If I could revise Christianity, I’d eliminate hell. Very few people enjoy believing that hell exists and that those who don’t place their faith in the Lord Jesus Christ will spend eternity tormented by its terrors. I spent a sizable chunk of my Christian life ignoring the doctrine of hell to such an extent that I wouldn’t even pray for the salvations of non-Christian family and friends. The thought of them suffering eternal separation from God just hurt too deeply.
Even now, I don’t like thinking about it. Most of my regular prayers these days do concentrate on those who haven’t surrendered to Jesus, beseeching Him to let them hear the Gospel and to give them faith to believe it. Those prayers still wrench my heart, but I rejoice in God’s sovereignty to answer as He sees fit.
My distaste for the doctrine of hell honors God in the respect that He’s given me a love for people and a desire to see them experience His mercy. That distaste also motivates me to pray, as well as to seek opportunities to proclaim the Gospel. Evangelism isn’t my spiritual gift, admittedly, but I see the critical importance of telling people about the salvation that only comes through Jesus.
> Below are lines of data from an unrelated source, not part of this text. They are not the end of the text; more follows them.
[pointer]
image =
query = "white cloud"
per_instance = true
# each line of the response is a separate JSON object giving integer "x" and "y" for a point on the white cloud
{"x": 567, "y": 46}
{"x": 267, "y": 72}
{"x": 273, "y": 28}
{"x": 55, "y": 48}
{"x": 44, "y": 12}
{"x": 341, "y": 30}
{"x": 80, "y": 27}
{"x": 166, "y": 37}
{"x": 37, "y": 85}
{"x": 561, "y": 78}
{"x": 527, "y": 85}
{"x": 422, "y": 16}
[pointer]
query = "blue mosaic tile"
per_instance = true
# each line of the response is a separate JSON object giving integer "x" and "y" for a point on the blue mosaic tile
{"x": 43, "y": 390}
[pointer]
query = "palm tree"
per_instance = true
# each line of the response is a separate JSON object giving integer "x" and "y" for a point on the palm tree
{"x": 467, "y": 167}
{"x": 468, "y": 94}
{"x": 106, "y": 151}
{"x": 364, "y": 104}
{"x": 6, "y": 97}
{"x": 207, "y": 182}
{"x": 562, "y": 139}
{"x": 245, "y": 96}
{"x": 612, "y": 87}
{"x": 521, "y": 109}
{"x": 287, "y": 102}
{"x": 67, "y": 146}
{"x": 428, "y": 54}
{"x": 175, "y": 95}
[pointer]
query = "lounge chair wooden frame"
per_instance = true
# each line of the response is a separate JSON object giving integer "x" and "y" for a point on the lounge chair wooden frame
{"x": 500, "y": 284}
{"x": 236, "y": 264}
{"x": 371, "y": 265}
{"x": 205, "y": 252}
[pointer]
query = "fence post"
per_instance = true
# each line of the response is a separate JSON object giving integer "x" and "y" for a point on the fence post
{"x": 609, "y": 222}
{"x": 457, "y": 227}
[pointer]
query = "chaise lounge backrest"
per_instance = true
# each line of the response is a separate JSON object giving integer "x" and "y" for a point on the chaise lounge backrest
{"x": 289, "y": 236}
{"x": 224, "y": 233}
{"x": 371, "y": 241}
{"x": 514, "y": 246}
If I could eliminate the doctrine of hell, I’d have to also eliminate the wonder of Christ’s Incarnation and substitutionary atonement. Yet those great events provide the clearest demonstration we have of His glorious love. Could we appreciate (or even understand) how deeply and boldly He loves His own apart from knowing something of the horrors we face without His demonstration of grace?
I know I love Him most when I realize that He rescued me from a horrible eternity. His mercy on me causes me to adore Him because I see His love for me. So perhaps hell, as much as we’d like to blot it out of our minds, helps us better understand His glories. I never want to eliminate anything that allowed me to see His love.